9. Martha was born 20 March 1793; died after 1880 census, probably Bedford County, Virginia; married Benjamin Witt, 27 December 1810, Bedford County, Virginia. Benjamin died before December 1843, probably Bedford County, Virginia, as the court ordered an inventory of his estate at that time. In 1870, Catherine Creasey, 17, lived with Martha in Otter Twp. as a domestic servant. In 1880, Patsey headed a household consisting of herself, grandchild Cassie Creasey, and another relative, illegible.

Children: (Witt)

  •  Elizabeth, born c1812, Virginia; died after 1850. Apparently never married.
  • Cassie Ann, born c1815, Virginia; died after 1880; married Matthew Creasey, 2 January 1836, Bedford County, Virginia. He was born c1810, Virginia; died 1870-1880.
  • Elvirah F., born 18 September 1814-22, Virginia; died 31 May 1904, Virginia; married William M. Stevens, 28 October 1850, Bedford County, Virginia. She was named as the daughter of Martha. William was born 24 May 1823, Virginia; died 29 September 1879, Bedford County, Virginia.

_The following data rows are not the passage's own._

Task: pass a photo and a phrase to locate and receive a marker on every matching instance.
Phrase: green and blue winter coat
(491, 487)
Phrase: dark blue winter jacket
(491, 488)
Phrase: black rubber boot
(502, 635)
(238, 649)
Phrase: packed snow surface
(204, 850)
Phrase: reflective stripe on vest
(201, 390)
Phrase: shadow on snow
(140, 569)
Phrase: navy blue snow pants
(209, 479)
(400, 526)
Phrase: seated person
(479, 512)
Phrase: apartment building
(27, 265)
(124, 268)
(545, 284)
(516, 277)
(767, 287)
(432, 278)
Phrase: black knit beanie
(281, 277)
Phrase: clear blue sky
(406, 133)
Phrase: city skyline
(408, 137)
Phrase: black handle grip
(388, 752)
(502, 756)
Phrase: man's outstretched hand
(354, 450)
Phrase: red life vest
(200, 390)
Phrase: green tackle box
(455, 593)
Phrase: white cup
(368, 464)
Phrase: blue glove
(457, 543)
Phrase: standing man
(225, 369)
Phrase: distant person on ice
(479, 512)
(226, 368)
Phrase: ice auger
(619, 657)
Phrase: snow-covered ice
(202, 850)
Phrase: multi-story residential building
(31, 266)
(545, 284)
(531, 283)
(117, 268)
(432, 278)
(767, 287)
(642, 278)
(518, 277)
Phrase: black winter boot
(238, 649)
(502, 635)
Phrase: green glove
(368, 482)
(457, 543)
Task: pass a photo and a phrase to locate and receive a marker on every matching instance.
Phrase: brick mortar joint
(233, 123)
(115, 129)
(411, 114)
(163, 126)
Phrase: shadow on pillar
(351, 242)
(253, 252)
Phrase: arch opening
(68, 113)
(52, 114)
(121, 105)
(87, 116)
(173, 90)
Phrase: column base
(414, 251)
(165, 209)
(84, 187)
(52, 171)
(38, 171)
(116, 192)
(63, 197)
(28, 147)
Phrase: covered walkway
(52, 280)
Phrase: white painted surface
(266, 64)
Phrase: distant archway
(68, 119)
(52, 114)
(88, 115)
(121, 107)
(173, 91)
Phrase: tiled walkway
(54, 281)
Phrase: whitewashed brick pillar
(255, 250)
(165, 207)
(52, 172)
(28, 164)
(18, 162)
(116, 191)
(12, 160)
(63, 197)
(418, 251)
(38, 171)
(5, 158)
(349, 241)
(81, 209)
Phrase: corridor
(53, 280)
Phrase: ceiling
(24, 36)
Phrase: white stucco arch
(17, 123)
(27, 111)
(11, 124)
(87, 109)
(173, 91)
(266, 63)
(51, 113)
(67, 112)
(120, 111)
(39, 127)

  • Martha Jane, born c1816, Virginia; died after 1850; married William Creasey, 19 January 1837, Bedford County, Virginia. William Creasey was the son of Pleasant and Elizabeth (Betsy) Newman Creasey. Pleasant and William Creasey are mentioned as father and son in a couple of lawsuits in Franklin County, Virginia in the 1840s. Pleasant deposed that William left Virginia in 1842, but had since died.

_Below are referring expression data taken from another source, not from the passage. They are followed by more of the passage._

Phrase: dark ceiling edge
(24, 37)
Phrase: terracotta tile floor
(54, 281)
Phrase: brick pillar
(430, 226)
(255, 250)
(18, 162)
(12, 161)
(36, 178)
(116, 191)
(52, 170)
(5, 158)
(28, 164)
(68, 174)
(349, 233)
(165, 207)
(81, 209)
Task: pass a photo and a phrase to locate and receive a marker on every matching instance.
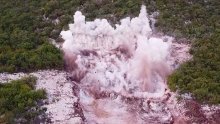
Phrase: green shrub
(19, 101)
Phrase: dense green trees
(19, 101)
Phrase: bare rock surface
(61, 99)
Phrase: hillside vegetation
(27, 25)
(19, 101)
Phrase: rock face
(61, 101)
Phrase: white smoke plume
(127, 60)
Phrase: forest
(19, 101)
(26, 26)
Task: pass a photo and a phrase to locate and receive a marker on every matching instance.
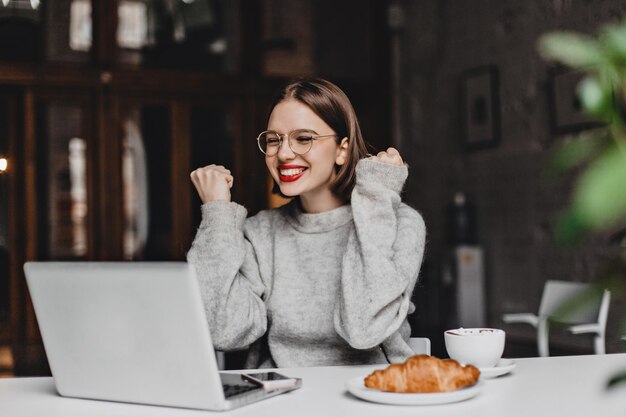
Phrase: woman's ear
(342, 152)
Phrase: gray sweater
(302, 289)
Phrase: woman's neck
(319, 204)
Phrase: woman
(327, 278)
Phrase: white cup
(481, 347)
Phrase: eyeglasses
(300, 141)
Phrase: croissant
(422, 374)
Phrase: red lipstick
(290, 173)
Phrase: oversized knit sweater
(302, 289)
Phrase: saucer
(503, 367)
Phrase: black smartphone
(270, 380)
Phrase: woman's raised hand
(390, 156)
(213, 182)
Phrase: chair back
(604, 308)
(588, 305)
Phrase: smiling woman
(327, 278)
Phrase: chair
(420, 345)
(591, 317)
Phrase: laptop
(133, 332)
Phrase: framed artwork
(566, 113)
(480, 107)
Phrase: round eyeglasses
(300, 141)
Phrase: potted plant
(599, 200)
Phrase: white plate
(503, 367)
(357, 388)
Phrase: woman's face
(308, 175)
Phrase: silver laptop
(132, 332)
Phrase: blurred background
(106, 107)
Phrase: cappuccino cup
(481, 347)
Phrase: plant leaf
(600, 198)
(572, 49)
(614, 38)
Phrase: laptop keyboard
(236, 389)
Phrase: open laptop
(132, 332)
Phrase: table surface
(555, 386)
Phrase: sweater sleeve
(228, 273)
(383, 258)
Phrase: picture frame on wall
(566, 112)
(480, 107)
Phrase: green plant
(599, 200)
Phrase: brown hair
(332, 105)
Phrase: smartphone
(270, 380)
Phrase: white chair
(420, 345)
(590, 317)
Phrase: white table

  • William W., born c1816, Virginia; died 19 June 1889, Bedford County, Virginia of dropsy.
  • Nancy, born 26 February between 1818-1822, Virginia; died 1 December 1895, Bedford County, Virginia; married Jacob Clinkenspeal/Clinkenbeard, 25 January 1840, Bedford County, Virginia. He was born c1822, Virginia, the son of John and Molly Clingenpeel; died 11 July 1895, Bedford County, Virginia.
  • Thomas W., born c1820, Virginia; died after 1880; married Martha J. Wright, 20 January 1856, Bedford County, Virginia. She was born c1824, Virginia; died 4 May 1881, Bedford County, Virginia of unknown causes. Martha was the daughter of Price and Sarah (Hudnall) Wright.
  • George W., born c1822, Virginia; died 13 October 1882, Bedford County, Virginia of fever, aged 60 years; married Margaret C. Wade, 14 December 1846, Bedford County, Virginia.
  • Garnett Lee, born c1824, Virginia. In the 1860 Daviess County, Missouri census, G.L. Witt, 25, carpenter, born Virginia,  was living with John Ballinger, hotel proprietor. By 1870, Garnett had removed to Smyth County, Virginia and then until 1910, lived in Roanoke. He likely died between 1910-1920.
  • John Roger, born July 1825, Virginia; married Nancy Jane Christian.
  • ?Benjamin, born c1826, Virginia; died after 1860; married Frances Roberts, daughter of Thomas Roberts, 12 July 1847, Bedford County, Virginia. Benjamin is not a proven son.  However, he is of an age to be a son of Benjamin and Martha.
  • ?Charles A.; born 8 Dec 1827, Bedford County, Virginia; married Martha E. Williams, 5 Aug 1852, Lafayette County, Missouri. He was of Boone County, Missouri according to the marriage license.  Martha was born 7 December 1829; died 6 September 1900, Eddy County, New Mexico.  She appears to be the daughter of George and Nancy (Austin) Williams, in the family above.
  • Susanna D., born c1833, Virginia; died after 1880; married John M. Stevens, 11 October 1853, Bedford County, Virginia. He was born c1832, Virginia; died after 1900. Both probably died in Bedford County, Virginia.

10. Charles B. – apparently never had any children.